Google Analytics, la stretta del Garante della Privacy e la replica di Google. Cosa è successo?

Giovedì scorso il Garante della privacy ha ammonito la società Caffeina Media srl, che usava Google Analytics  sul proprio sito, chiedendole di toglierlo entro 90 giorni. In sostanza, il sito web che utilizza il servizio Google Analytics, senza le garanzie previste dal Regolamento Ue, violerebbe la normativa sulla protezione dei dati, perché trasferisce negli Stati Uniti, Paese privo di un adeguato livello di protezione, i dati degli utenti. L’invito non riguarda solo Caffeina, ma informalmente tutte le società che utilizzano gli analytics di Google, perché il problema è generalizzato.  Qui l’articolo sul Sole 24 Ore.com.  Dall’indagine del Garante è emerso che i trasferimenti di dati personali in questione, nonostante le misure sin qui adottate dai titolari del trattamento e soprattutto da Google, restano incompatibili con la disciplina europea della privacy

Qualcuno ha subito sostenuto che si tratta di una vittoria della comunità MonitoraPa l’osservatorio che si definisce automatizzato che a maggio aveva sollevato il tema dell’illegittimità di Google Analytics . Secondo quanto risulta a MonitoraPa erano quasi 8.000 le Pubbliche Amministrazioni che usano illecitamente Google Analytics.  A fine maggio hanno inviato  7.833 PEC alle PA che usavano Google Analytics proponendo come strumento alternativo a Google Analytics,  la piattaforma Web Analytics Italia, come raccomandato da AgID. Per capire qualcosa di più abbiamo invitato a Think Tally Talk Fabio Pietrosanti, attivista e co-founder di Monitora.

Qui sotto l’intervista con la spiegazione del funzionamento del tool.

Dal 22 maggio a oggi le PA che usano Google Analytics sono sensibilmente diminuite, vedremo cosa succederà dopo la pronuncia del Garante della privacy.

Perché è illegittimo usare Google Analytics? Google Analytics, un servizio di analisi web gratuito che serve per monitorare gli accessi del sito.  E’ di Google, è il più popolare e fornisce statistiche e strumenti analitici.

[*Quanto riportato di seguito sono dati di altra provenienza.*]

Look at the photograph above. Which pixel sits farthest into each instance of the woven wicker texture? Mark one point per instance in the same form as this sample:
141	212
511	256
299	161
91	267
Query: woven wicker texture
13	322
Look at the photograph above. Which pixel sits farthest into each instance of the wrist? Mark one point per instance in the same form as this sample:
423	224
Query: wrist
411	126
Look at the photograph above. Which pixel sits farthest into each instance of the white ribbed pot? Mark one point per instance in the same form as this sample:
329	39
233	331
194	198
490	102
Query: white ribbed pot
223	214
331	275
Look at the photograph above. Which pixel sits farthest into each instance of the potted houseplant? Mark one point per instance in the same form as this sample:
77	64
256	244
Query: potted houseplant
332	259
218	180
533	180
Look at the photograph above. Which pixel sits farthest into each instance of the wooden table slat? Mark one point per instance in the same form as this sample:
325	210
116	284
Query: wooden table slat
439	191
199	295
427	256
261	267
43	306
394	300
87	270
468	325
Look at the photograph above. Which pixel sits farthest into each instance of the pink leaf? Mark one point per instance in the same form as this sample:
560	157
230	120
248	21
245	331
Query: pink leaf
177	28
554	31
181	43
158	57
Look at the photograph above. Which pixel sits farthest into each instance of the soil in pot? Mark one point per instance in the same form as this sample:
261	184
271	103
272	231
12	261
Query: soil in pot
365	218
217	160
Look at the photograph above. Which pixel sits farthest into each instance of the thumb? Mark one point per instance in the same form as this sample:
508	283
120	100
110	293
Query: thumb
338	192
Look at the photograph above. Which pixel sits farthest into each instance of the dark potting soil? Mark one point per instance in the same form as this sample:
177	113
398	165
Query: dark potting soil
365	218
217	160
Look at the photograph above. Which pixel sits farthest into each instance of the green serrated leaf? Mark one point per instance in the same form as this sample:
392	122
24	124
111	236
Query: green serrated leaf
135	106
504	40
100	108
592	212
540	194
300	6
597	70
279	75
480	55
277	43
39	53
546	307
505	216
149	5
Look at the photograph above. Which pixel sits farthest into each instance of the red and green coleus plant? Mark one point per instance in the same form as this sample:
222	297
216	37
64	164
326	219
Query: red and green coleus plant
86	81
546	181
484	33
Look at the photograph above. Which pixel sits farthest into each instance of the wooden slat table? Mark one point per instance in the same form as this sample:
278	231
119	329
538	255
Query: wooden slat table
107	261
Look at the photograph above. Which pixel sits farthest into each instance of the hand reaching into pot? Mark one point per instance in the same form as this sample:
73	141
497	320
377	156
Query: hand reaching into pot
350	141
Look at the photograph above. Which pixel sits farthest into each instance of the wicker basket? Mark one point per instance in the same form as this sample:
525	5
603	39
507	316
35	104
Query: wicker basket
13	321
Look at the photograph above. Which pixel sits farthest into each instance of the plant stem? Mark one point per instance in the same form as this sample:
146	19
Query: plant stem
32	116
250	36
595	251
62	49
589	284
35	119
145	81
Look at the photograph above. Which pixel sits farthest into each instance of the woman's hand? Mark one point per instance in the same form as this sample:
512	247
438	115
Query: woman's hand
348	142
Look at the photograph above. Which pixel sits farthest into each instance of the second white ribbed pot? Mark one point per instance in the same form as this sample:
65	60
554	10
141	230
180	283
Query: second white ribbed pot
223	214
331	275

Detto altrimenti  misura il traffico sui siti web e traccia il comportamento degli utenti. L’illegittimità deriverebbe dal trasferimento di dati verso gli Stati Uniti che era disciplinato dal regime giuridico previsto dal Privacy Shield. Nel luglio dell’anno scorso la sentenza Schrems II  della Corte di Giustizia dell’Unione europea ha dichiarato l’invalidità di questo regime giuridico perché in sostanza non garantisce un livello di protezione come quello che vige all’interno dell’Unione europea grazie alla Gdpr. Stati Uniti ed Europa stanno negoziando un nuovo accodo che tenga conto di quando previsto da una serie di provvedimenti come il Data Acts e i due pacchetti normativi (Digital Market Act e Digital Services Act) che sono pronti per entrare in vigore nei prossimi mesi destinati a cambiare le regole delle piattaforme e dei mercati digitali.

La replica di Google. Quello del Garante Privacy non è un divieto assoluto a Google Analytics, ma una sospensione di 90 giorni del trasferimento dati, per trovare meccanismi che non violino il Gdpr. Il problema di fondo è che la legislazione americana consente alle Autorità di avere accesso a tutti i dati che risiedono negli USA mentre non garantisce mezzi di ricorso effettivi e non fornisce garanzie circa i diritti degli interessati. Il 23 giugno sul blog di Google è uscita la replica del gigante di Mountain View. 

La soluzione tecnologica. Quello che è emerso, e di cui si sta discutendo, è che anche a livello tecnico ci sono strumenti che possono essere utilizzati per impedire ai dati di uscire dall’Europa. Google in sostanza con il rilascio di GA4 si è mosso in questa direzione. Secondo alcuni esperti nell’ultima versione di Google Analytics esistono parametri che permettono di gestire i dati personali degli utenti  e di gestire gli stessi con server di Google situati in Europa. Quindi esisterebbe una serie di configurazioni che è possibile gestire, attivare ed implementare per permettere di rispettare le indicazioni della Gdpr.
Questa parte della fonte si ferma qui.